Computer and Information Science

First Advisor

James Geller

Second Advisor

Yehoshua Perl

Third Advisor

Richard B. Scherl

Fourth Advisor

James J. Cimino

Fifth Advisor

Michael Halper

Sixth Advisor

Waldemar G. Johanson


A controlled medical terminology (CMT) is a collection of concepts (or terms) that are used in the medical domain. Typically, a CMT also contains attributes of those concepts and/or relationships between those concepts. Electronic CMTs are extremely useful and important for communication between and integration of independent information systems in healthcare, because data in this area is highly fragmented. A single query in this area might involve several databases, e.g., a clinical database, a pharmacy database, a radiology database, and a lab test database.

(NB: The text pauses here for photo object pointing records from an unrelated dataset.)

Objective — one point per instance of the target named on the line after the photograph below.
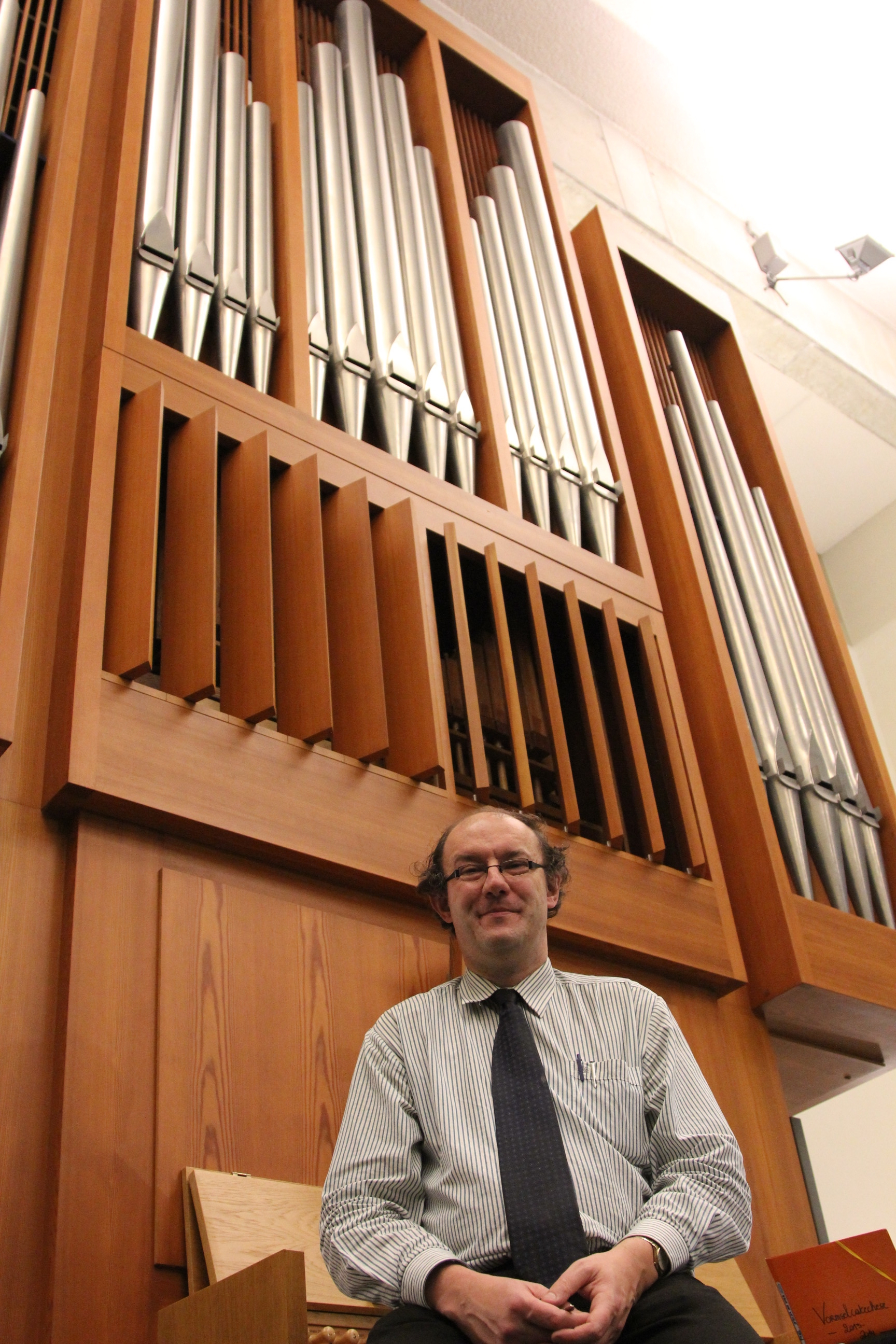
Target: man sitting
(530, 1155)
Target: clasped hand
(507, 1311)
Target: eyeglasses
(473, 874)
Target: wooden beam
(246, 584)
(551, 702)
(593, 718)
(508, 678)
(304, 702)
(481, 786)
(409, 671)
(188, 592)
(360, 726)
(671, 757)
(632, 739)
(131, 594)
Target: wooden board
(131, 597)
(260, 1016)
(246, 585)
(188, 614)
(304, 703)
(244, 1220)
(360, 726)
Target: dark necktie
(539, 1198)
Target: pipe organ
(347, 488)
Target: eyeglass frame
(487, 867)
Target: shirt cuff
(668, 1237)
(419, 1269)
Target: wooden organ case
(251, 667)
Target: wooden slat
(131, 596)
(356, 662)
(274, 77)
(468, 671)
(631, 734)
(508, 678)
(671, 759)
(551, 701)
(593, 718)
(246, 584)
(188, 594)
(409, 673)
(304, 705)
(431, 124)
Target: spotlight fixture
(861, 256)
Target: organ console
(393, 503)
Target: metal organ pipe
(317, 339)
(15, 218)
(463, 428)
(394, 377)
(534, 459)
(431, 409)
(231, 301)
(195, 271)
(598, 495)
(348, 350)
(262, 315)
(155, 252)
(549, 398)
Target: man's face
(499, 921)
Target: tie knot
(503, 999)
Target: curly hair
(431, 879)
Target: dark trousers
(678, 1309)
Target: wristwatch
(661, 1261)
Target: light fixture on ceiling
(861, 256)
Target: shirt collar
(535, 991)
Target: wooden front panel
(261, 1016)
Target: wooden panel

Unfortunately, the extensive sizes of CMTs, often containing tens of thousands of concepts and hundreds of thousands of relationships between pairs of those concepts, impose steep learning curves for new users of such CMTs. In this dissertation, we address the problem of helping a user to orient himself in an existing large CMT. In order to help a user comprehend a large, complex CMT, we need to provide abstract views of the CMT. However, at this time, no tools exist for providing a user with such abstract views. One reason for the lack of tools is the absence of a good theory on how to partition an overwhelming CMT into manageable pieces.

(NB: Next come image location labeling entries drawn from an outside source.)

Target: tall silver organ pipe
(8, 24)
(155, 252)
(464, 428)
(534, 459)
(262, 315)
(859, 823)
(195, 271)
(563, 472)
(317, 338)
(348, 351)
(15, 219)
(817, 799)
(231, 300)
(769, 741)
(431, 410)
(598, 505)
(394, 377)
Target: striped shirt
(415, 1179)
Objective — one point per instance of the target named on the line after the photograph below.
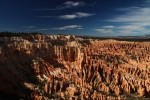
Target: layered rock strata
(42, 67)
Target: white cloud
(104, 30)
(76, 15)
(138, 15)
(65, 5)
(69, 27)
(108, 27)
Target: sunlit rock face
(42, 67)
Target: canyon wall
(42, 67)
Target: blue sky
(79, 17)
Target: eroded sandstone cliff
(42, 67)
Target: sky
(77, 17)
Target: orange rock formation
(42, 67)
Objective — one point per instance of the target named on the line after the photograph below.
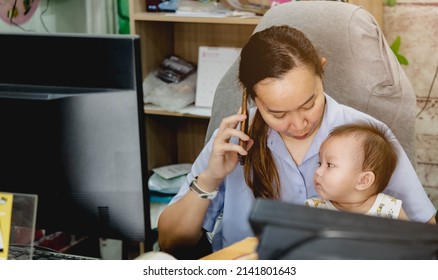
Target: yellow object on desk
(242, 250)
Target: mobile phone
(244, 124)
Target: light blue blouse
(235, 198)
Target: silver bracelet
(201, 193)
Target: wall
(416, 22)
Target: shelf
(166, 17)
(190, 111)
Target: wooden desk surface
(242, 250)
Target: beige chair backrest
(362, 71)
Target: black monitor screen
(288, 231)
(71, 122)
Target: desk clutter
(163, 184)
(177, 83)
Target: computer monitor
(72, 132)
(288, 231)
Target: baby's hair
(379, 153)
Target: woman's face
(292, 105)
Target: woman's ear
(366, 180)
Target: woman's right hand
(224, 155)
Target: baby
(356, 164)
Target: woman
(282, 73)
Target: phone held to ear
(244, 124)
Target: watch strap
(201, 193)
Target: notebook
(17, 221)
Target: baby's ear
(366, 180)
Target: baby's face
(339, 168)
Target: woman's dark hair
(270, 53)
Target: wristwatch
(201, 193)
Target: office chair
(362, 71)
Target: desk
(242, 250)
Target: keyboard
(18, 252)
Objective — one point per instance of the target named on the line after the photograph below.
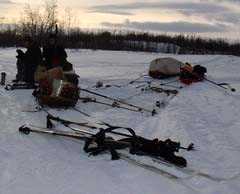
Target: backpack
(189, 74)
(60, 93)
(164, 67)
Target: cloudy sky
(211, 18)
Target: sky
(207, 18)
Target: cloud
(182, 7)
(179, 27)
(206, 9)
(5, 2)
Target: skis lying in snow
(15, 86)
(114, 104)
(84, 136)
(154, 164)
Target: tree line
(40, 22)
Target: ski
(153, 112)
(27, 129)
(20, 86)
(114, 104)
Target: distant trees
(39, 22)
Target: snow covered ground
(201, 113)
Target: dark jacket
(29, 62)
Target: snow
(201, 113)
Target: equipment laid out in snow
(99, 142)
(164, 67)
(153, 112)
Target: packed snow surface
(202, 113)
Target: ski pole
(115, 104)
(220, 84)
(131, 82)
(119, 101)
(27, 129)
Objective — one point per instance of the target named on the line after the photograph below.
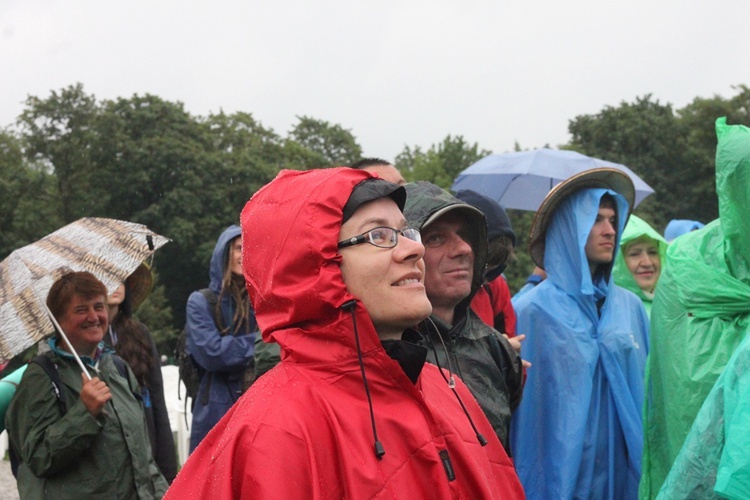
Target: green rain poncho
(635, 229)
(701, 313)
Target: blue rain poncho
(700, 315)
(578, 432)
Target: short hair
(368, 162)
(63, 290)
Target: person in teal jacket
(701, 313)
(638, 264)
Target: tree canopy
(187, 177)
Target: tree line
(144, 159)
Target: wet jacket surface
(303, 430)
(636, 228)
(578, 432)
(225, 358)
(701, 311)
(76, 455)
(157, 417)
(483, 358)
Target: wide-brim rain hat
(139, 285)
(607, 178)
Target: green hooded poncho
(635, 229)
(701, 312)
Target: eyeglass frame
(366, 237)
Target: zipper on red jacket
(447, 465)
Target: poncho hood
(636, 228)
(565, 253)
(733, 190)
(292, 268)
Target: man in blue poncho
(577, 432)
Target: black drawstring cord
(452, 383)
(378, 446)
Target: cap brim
(371, 190)
(607, 178)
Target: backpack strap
(50, 368)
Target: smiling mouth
(407, 281)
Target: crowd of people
(358, 339)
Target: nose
(91, 315)
(408, 249)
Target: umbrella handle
(65, 337)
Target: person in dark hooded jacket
(455, 239)
(224, 352)
(352, 410)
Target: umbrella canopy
(108, 248)
(522, 180)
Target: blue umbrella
(522, 180)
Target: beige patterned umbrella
(110, 249)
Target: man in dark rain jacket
(454, 234)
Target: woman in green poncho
(700, 315)
(638, 265)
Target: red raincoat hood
(290, 231)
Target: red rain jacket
(303, 430)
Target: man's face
(85, 321)
(644, 262)
(600, 245)
(235, 256)
(388, 281)
(388, 173)
(449, 260)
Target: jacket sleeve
(164, 454)
(237, 470)
(47, 441)
(211, 350)
(511, 366)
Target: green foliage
(29, 206)
(157, 315)
(440, 164)
(673, 151)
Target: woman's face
(388, 281)
(644, 262)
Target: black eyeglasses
(383, 237)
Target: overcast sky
(394, 72)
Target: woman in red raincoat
(352, 410)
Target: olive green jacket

In this dissertation, we try to overcome the described problem by using a threepronged approach. (1) We use the power of Object-Oriented Databases to design a schema extraction process for large, complex CMTs. The schema resulting from this process provides an excellent, compact representation of the CMT. (2) We develop a theory and a methodology for partitioning a large OODI3 schema, modeled as a graph, into small meaningful units. The methodology relies on the interaction between a human and a computer, making optimal use of the human's semantic knowledge and the computer's speed. Furthermore, the theory and methodology developed for the scbemalevel partitioning are also adapted to the object-level of a CMT. (3) We use purely structural similarities for partitioning CMTs, eliminating the need for a human expert in the partitioning methodology mentioned above.

Two large medical terminologies are used as our test beds, the Medical Entities Dictionary (MED) and the Unified Medical Language System (UMLS), which itself contains a number of terminologies.